‘I think I may boast myself to be, with all possible vanity,
the most unlearned and uninformed female
who ever dared to be an authoress’
– Jane Austen
What a big day for me. How fitting it is that I am writing my first blog post and joining Austen Variations on the same day my first-born goes back to school in a brand new class. I imagine we’re both experiencing the same range of emotions at this moment – excited, but nervous, wondering if anyone will like us – will anyone talk to us and if they do, will we say something monumentally stupid in return? Surely we are too small to be playing with these big kids? But here goes, time to stand up in front of the class and deliver my book report. If you hear a knocking noise as you read this, it’ll be my knees.
I am from Kent, England, not too far from Bromley, where Lady Catherine recommends they change the horses in Pride and Prejudice, and just down the road from me is an inn where Jane Austen once spent the night. A large portion of my days are spent trying to prevent my two children from killing each other, but I do manage to fit in the odd spot of reading, and I’m a sucker for anything on television that involves handsome men in frockcoats and breeches.
I fell in love with Jane Austen’s stories when I was sixteen or seventeen. I remember clearly the crushing disappointment I felt when I realised that, although there were some unfinished works and letters to be enjoyed, there were only six novels to cherish and adore. I read them all, but wanted there to be more. I tried all the Brontes, I admire Dickens and I’m particularly partial to a spot of Du Maurier, but for me, Austen is the best. It’s the humour, the way she can turn a phrase, and her wonderful characters, from the sublimely ridiculous Mr Collins, to the simply sublime Mr Darcy. Those were the things that drew me in and kept me re-reading. What an incredibly strong character Austen created in Elizabeth Bennet. A heroine who staunchly defended her principles and standards, a woman who was unwilling to settle for anything less than true love*. I wanted more of her, but where was more Elizabeth to be found?
About two years ago, by chance, I picked up Longbourn by Jo Baker and while my two favourite characters only play a minor part in her version, it left me thirsty. Were there other spin offs and variations? Imagine my delight when a quick Amazon search revealed there were hundreds on offer. I gobbled them up, laughed, cried and was astounded at the creativity and talent of the writers. There will only ever be one Jane Austen, and while no one can completely capture her style, there is some wonderful writing to be enjoyed in this genre. Many of those books I admired were, of course, written by authors who are part of Austen Variations, and so I feel honoured to be asked to join their ranks. These are the people who inspired me to ‘have a go’ and write my own stories, so thank you.

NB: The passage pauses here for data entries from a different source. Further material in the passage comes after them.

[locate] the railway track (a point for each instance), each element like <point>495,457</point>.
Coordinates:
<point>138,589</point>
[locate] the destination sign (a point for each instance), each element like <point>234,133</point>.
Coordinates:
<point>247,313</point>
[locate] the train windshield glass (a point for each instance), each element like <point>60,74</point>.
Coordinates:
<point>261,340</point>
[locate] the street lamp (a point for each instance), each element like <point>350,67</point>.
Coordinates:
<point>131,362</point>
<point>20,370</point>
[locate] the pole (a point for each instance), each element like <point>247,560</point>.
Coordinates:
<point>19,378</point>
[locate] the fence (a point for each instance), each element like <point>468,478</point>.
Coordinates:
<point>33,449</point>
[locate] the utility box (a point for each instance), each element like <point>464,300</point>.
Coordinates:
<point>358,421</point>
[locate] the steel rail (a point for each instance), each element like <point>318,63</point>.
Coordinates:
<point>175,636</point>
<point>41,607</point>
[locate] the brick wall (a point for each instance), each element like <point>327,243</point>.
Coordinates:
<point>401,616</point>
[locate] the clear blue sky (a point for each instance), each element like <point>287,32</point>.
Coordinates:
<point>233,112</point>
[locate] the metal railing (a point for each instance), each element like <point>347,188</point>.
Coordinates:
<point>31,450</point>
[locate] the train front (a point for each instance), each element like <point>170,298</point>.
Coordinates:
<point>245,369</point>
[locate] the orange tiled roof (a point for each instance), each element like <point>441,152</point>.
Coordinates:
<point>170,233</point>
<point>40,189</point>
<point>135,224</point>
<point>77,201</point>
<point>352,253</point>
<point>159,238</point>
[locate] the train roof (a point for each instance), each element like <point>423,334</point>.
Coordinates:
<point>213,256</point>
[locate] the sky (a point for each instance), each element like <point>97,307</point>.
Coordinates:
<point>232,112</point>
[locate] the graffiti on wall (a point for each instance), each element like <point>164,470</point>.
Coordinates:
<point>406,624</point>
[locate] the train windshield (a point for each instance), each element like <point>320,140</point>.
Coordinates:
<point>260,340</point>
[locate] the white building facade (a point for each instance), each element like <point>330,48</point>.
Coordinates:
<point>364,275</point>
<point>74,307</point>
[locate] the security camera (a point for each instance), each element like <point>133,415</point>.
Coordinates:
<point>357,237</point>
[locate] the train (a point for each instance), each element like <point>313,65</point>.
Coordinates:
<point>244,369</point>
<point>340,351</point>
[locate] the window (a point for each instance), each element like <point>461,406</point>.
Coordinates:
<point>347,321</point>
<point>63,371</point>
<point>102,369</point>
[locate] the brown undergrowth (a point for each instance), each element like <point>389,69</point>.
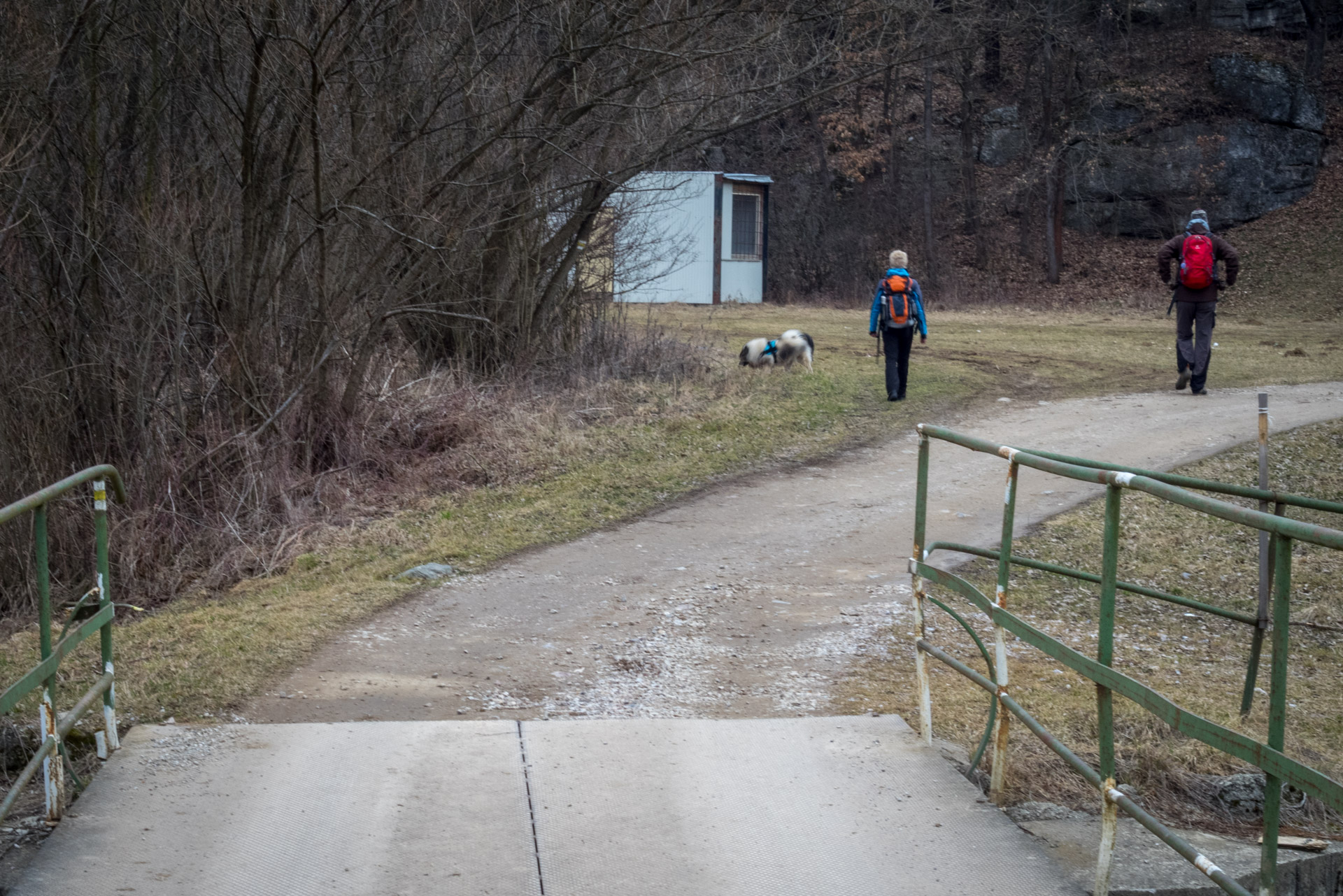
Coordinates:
<point>1194,659</point>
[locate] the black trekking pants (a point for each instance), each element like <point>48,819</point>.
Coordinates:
<point>1194,322</point>
<point>897,344</point>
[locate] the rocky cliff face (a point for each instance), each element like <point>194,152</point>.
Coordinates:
<point>1259,152</point>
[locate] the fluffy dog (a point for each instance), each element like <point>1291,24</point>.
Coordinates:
<point>759,353</point>
<point>795,346</point>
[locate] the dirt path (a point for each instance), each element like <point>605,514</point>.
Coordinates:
<point>750,599</point>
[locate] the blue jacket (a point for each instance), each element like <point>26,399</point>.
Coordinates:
<point>915,303</point>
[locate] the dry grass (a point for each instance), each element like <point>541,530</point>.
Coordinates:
<point>1197,660</point>
<point>571,462</point>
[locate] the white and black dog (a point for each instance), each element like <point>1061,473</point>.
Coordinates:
<point>795,346</point>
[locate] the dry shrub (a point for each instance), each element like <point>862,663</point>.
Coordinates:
<point>250,511</point>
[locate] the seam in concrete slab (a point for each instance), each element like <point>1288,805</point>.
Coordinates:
<point>531,808</point>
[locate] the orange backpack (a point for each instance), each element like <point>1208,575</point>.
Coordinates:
<point>893,287</point>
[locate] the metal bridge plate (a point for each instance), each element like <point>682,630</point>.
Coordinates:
<point>846,805</point>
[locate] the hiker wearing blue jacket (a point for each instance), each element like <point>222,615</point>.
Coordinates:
<point>896,309</point>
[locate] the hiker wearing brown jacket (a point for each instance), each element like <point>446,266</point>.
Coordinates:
<point>1195,308</point>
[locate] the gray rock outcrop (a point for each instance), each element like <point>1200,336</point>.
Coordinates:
<point>1268,90</point>
<point>1125,180</point>
<point>1260,17</point>
<point>1005,138</point>
<point>1144,187</point>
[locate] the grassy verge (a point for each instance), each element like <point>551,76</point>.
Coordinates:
<point>1197,660</point>
<point>649,443</point>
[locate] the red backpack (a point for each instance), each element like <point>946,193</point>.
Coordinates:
<point>892,287</point>
<point>1195,261</point>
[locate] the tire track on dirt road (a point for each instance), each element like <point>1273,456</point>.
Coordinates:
<point>748,599</point>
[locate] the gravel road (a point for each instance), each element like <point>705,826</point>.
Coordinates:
<point>748,599</point>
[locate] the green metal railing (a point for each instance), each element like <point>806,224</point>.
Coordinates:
<point>1268,755</point>
<point>51,757</point>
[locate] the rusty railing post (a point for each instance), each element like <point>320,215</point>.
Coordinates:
<point>109,739</point>
<point>998,774</point>
<point>1276,710</point>
<point>1265,575</point>
<point>1104,699</point>
<point>919,555</point>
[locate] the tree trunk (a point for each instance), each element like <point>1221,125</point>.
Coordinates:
<point>969,188</point>
<point>993,58</point>
<point>930,259</point>
<point>1315,39</point>
<point>1053,218</point>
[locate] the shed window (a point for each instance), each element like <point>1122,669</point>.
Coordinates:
<point>747,223</point>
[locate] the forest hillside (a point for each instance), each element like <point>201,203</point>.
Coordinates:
<point>289,264</point>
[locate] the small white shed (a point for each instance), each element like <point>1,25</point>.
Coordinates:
<point>699,236</point>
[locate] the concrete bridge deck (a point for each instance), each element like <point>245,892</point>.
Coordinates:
<point>677,806</point>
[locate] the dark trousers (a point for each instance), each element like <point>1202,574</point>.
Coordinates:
<point>1194,322</point>
<point>897,343</point>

And while I have the opportunity, I must tell you what an outstanding bunch of people you JAFF readers are. Everyone I have ‘met’ in the JAFF community has been warm and friendly. How kind you are to new writers. I never expected anyone to read my first book ‘Ardently’ but they did, and left reviews, lots of them and I am so very grateful. My second book is called ‘The Coming of Age of Elizabeth Bennet’ (I gave it a really long title because it took me such a long time to write!) I was very nervous about what sort of reaction it would get, as it was so far from canon, but I had some lovely JAFF friends who helped me enormously. They cheered me on and told me everything would be ok, and it was.
Luckily, I am joining this merry band on a month when we are talking about Austen Locations, and Bath in particular, which happens to be one of my favourite places in the world. Ardently is based in Bath and I’ll admit to having spent many a happy hour in various pubs on the banks of the Avon River (all in the name of research of course), so I should have no problems with my homework.
And now I must leave you, for while I have been writing this, my first-born has arrived home from school. Apparently it was ‘brilliant’ and I’m sure my days as an Austen Variations member will be too (the other members seem really nice – so far, nobody has tried to steal my lunch money).
I will do my very best to excessively divert you with my blog posts, and maybe even inflict you with a short story or two in the coming months. Happy reading, and I hope you have an Austentastic day.